Food sovereignty and global hunger

The loss of food sovereignty is a significant weakness in current food systems, particularly in low- and middle-income countries. Factors such as colonialism, poor governance, the intensification of food systems, monocultures in agriculture, and some negative consequences of the Green Revolution have eroded indigenous and local farming and knowledge systems.

Food sovereignty, which encompasses people’s rights, food quality, culture, and environmental well-being, is crucial for addressing food and nutrition insecurity and adverse health outcomes. To transform food systems, there must be a renewed focus on supporting locally resilient, diverse, innovative, and less input-intensive smallholder farming systems.

Recommendations for a brighter future

To empower youth and transform food systems, policymakers must take several critical steps:

  • Youth need greater access to education and training related to agriculture and food systems. Investment in curricula, teachers, and training institutions is crucial.
  • Investments in the health and nutrition status of youth, particularly young women, are essential. This includes support for affordable, healthy diets and nutrition education.
  • Young people must have better access to productive resources, such as land and credit. Youth-sensitive financial services should be introduced to provide opportunities for saving and borrowing.
  • Policymakers should focus on removing barriers to education and employment for young women and addressing their disproportionate burden of unpaid care work.
  • Investment should be made in sustainable, equitable, and resilient food systems, including the promotion of indigenous and traditional cropping systems.
  • Policies should aim to diversify rural economies, strengthen service delivery, and promote youth inclusion.
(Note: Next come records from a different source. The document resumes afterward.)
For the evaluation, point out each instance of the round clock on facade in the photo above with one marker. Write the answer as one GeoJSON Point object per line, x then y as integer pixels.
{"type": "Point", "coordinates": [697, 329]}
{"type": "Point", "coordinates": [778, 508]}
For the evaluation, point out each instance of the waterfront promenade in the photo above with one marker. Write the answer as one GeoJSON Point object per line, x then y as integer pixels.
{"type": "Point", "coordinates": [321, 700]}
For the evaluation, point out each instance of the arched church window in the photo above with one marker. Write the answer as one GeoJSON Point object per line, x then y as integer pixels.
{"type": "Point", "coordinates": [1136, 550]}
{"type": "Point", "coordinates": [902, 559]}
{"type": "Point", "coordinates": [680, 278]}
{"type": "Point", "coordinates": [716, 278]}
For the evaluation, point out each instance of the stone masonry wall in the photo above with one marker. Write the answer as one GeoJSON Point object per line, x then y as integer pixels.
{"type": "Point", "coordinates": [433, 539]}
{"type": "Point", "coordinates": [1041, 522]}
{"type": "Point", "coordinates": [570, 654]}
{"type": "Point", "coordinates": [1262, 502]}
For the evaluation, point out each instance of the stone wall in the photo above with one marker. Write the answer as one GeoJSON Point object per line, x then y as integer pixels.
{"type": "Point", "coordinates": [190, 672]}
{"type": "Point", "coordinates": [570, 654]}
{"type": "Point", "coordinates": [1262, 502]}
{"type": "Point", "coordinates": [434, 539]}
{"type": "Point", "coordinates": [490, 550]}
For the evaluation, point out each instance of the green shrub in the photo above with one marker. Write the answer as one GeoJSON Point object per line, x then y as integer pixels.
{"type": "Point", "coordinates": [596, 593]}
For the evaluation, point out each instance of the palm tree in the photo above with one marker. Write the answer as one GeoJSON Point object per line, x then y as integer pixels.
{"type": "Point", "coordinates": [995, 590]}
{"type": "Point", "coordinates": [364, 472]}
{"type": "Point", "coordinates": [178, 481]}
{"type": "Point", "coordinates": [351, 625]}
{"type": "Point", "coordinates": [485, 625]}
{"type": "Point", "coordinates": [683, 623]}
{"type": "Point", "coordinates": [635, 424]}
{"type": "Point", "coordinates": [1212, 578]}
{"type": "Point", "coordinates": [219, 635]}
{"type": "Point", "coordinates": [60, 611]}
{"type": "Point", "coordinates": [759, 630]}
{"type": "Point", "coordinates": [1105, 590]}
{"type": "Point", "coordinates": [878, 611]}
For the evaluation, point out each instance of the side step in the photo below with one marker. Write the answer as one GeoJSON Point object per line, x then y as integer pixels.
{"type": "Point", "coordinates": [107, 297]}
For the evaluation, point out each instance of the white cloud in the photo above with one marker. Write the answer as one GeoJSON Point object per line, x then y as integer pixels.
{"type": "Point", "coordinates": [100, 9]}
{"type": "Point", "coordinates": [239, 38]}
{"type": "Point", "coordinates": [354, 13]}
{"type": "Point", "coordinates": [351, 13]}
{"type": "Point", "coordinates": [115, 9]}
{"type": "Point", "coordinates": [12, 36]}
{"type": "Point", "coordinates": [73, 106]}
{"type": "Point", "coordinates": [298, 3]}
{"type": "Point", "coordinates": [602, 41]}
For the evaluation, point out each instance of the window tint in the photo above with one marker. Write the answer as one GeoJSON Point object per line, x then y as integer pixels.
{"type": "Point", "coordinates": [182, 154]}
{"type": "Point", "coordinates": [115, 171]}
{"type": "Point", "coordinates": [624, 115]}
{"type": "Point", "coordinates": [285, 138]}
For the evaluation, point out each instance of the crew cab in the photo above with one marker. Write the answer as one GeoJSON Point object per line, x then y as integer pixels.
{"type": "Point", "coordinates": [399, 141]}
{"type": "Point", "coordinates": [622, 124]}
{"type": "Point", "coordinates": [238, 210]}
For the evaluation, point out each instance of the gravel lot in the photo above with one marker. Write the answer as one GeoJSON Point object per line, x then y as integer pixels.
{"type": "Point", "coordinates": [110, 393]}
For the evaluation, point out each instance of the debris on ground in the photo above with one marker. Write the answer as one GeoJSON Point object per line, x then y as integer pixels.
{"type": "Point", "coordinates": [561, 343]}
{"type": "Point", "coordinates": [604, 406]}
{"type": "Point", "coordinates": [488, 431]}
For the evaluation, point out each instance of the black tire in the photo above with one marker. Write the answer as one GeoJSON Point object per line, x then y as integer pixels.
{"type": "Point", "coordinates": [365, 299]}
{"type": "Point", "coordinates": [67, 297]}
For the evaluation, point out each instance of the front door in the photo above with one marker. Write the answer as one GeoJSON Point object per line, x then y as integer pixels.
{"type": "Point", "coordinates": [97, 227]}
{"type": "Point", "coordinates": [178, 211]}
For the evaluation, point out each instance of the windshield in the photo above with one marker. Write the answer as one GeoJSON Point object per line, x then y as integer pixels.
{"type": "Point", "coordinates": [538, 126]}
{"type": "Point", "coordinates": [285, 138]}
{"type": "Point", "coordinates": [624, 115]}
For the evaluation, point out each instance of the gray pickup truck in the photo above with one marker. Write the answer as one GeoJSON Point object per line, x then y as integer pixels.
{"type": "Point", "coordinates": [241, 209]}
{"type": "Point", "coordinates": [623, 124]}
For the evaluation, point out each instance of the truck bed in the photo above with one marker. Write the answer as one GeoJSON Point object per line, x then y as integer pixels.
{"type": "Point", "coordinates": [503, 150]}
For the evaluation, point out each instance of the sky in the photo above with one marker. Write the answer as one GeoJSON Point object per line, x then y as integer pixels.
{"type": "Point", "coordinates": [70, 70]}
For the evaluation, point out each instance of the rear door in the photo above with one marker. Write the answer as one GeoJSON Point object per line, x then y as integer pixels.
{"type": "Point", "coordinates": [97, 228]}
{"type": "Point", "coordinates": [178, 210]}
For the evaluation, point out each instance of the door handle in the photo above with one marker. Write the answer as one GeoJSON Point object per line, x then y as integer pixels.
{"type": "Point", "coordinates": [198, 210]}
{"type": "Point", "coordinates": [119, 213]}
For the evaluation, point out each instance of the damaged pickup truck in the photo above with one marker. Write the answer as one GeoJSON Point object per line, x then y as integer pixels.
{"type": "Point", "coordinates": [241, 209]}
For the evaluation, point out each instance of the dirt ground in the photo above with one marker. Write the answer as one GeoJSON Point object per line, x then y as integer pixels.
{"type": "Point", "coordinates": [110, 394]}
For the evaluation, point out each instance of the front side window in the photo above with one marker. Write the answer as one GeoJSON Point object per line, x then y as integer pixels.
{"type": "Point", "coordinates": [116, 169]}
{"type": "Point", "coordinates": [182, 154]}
This includes investments in local and regional markets, processing, storage, marketing, and transport.
  • Fair wages and better employment conditions within food systems are essential to making agriculture an attractive sector for young people.
  • Solutions should look beyond 2030 and align with young people’s aspirations for a just, sustainable, and food-secure future.

Empowering youth to drive the transformation of food systems is not just a moral imperative but also an economic one. By involving young voices in policy-making and promoting inclusivity, equity, and sustainability, we can work towards ending hunger, achieving food sovereignty, and building a brighter future for all. The clock is ticking, and it is time to act decisively to ensure a hunger-free world.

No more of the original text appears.